China ha reafirmado su posición como la potencia indiscutible en la industria frutícola global al alcanzar una producción anual de 51 millones de toneladas de manzanas. Esta cifra representa una parte masiva de la oferta mundial y subraya la importancia estratégica del sector agrícola chino en el comercio internacional.
Según los últimos informes del sector, ( Asociación de la Industria de la Manzana de China y el Sistema de Investigación Agrícola de China para el sector de la manzana), China ha mantenido su liderazgo desde el inicio del período de desarrollo 2021-2025. China no solo encabeza el ranking de producción por volumen, sino que también se mantiene como el mayor exportador de manzanas del mundo. Este éxito se debe a una combinación de vastas superficies de cultivo y una infraestructura logística orientada a la exportación que permite llegar a mercados en todo el sudeste asiático, Europa y América.
El cultivo de manzanas en China se concentra principalmente en las provincias de Shaanxi y Shandong, regiones que cuentan con condiciones climáticas ideales y una larga tradición en este fruto.
Más allá del volumen, la industria china está dando pasos agigantados hacia la calidad y la diversificación:
Modernización de huertos: Se está sustituyendo el cultivo tradicional por sistemas de alta densidad que facilitan la mecanización.
Variedades premium: Aunque la variedad Fuji sigue siendo la reina del mercado, los agricultores chinos están introduciendo nuevas variedades con mejor coloración, sabor y resistencia a enfermedades para competir en los segmentos de lujo internacionales.
Sostenibilidad: Se observa un incremento en la adopción de prácticas de agricultura de precisión para optimizar el uso de agua y fertilizantes.

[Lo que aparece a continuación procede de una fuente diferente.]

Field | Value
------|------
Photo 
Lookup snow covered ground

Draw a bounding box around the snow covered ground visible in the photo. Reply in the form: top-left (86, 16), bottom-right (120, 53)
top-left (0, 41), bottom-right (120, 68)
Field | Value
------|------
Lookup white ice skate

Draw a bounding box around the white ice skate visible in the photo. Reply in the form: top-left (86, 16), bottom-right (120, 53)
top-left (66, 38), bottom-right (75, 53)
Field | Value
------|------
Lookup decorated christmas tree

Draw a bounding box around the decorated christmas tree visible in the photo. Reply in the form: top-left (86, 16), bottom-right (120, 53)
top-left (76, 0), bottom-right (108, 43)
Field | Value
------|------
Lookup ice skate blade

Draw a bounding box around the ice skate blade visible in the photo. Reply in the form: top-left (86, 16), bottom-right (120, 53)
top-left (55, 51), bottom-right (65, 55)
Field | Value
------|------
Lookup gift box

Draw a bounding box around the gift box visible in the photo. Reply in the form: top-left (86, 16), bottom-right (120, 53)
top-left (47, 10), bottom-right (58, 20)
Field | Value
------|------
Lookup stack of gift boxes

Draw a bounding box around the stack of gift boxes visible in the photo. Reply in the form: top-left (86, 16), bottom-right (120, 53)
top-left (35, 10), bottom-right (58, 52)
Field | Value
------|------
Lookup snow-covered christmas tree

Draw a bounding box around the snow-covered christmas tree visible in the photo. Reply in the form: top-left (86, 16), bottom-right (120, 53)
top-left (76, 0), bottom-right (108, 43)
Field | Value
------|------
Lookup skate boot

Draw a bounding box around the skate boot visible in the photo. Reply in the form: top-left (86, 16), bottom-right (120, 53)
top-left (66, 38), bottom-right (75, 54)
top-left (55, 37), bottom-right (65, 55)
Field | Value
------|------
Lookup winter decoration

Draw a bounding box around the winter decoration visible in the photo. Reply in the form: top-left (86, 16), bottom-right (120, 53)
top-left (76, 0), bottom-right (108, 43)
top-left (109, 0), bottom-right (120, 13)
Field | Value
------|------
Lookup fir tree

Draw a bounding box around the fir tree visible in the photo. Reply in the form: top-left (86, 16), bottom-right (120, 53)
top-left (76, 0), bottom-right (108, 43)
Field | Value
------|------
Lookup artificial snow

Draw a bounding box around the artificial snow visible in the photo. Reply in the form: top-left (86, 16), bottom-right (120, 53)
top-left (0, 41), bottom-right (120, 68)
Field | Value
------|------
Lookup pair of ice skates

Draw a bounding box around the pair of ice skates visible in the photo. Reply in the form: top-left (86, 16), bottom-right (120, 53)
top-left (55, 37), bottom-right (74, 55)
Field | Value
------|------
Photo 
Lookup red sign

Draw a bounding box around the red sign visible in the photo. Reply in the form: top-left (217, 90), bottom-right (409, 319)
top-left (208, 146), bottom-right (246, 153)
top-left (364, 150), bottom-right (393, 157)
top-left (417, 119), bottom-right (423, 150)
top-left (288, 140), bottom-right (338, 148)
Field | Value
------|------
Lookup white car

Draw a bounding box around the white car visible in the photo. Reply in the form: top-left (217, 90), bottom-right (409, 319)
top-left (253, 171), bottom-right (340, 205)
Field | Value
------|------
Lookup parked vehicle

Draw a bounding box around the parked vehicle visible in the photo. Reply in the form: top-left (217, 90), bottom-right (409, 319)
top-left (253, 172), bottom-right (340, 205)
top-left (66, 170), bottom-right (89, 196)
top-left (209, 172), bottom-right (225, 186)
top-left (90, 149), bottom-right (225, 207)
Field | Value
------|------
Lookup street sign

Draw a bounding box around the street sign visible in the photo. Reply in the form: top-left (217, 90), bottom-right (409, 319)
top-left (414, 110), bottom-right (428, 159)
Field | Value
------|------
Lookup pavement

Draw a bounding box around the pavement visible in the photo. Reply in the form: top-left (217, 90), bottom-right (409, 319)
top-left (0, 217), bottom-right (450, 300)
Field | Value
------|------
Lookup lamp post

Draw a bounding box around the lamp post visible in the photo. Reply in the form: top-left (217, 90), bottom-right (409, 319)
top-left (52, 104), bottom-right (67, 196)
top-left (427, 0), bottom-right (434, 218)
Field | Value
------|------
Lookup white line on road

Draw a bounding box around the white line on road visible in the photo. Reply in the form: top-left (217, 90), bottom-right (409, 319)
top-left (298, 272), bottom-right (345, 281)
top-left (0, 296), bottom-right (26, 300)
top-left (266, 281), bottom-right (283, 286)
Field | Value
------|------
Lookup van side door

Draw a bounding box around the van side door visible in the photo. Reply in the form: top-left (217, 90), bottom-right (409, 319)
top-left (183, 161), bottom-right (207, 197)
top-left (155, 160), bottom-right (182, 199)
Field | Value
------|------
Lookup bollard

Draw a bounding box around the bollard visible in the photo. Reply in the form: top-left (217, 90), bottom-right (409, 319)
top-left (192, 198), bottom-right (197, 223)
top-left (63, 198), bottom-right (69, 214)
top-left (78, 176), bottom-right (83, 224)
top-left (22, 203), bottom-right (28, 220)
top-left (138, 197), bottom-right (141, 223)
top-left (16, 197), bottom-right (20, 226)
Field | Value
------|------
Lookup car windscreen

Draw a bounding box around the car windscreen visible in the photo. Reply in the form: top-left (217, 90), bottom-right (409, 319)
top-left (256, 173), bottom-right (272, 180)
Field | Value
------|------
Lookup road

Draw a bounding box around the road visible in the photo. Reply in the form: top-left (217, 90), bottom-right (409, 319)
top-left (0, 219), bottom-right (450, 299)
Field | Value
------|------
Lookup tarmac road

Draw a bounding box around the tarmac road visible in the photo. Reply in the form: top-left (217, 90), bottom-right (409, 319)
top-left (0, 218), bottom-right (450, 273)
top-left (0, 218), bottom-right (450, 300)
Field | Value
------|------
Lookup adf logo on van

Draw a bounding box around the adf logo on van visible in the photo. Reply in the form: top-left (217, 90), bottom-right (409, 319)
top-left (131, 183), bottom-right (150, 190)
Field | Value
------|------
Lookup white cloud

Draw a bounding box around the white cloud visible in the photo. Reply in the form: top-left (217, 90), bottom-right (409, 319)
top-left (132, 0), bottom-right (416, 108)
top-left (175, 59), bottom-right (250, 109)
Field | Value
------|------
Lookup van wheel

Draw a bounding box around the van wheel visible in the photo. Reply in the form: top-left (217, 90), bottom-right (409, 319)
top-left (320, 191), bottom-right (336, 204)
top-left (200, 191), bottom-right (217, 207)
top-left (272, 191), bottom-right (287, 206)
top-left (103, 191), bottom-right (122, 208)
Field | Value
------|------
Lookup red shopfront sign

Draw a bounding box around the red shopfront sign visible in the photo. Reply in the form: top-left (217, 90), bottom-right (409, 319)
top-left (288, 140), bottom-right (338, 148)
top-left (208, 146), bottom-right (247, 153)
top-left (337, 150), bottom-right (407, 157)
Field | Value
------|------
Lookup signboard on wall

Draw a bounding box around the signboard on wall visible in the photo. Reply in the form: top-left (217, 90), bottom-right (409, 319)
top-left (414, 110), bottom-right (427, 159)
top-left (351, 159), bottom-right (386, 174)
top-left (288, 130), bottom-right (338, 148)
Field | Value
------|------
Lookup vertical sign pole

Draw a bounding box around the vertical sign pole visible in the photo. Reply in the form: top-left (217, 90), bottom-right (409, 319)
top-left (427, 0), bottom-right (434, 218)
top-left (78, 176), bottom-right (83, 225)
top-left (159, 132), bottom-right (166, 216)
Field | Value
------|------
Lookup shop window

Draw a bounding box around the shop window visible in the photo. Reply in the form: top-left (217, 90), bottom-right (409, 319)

A pesar de las cifras récord, el sector enfrenta retos importantes, como el aumento de los costos laborales y la necesidad de adaptarse a las exigencias fitosanitarias cada vez más estrictas de los países importadores. Sin embargo, la inversión continua en tecnología postcosecha —como plantas de empaque inteligentes y almacenamiento en atmósfera controlada— sugiere que China mantendrá su dominio en los próximos años.
Con un consumo interno que también sigue creciendo, la manzana se consolida no solo como un pilar de la economía rural china, sino como un producto clave en la seguridad alimentaria y la balanza comercial del país.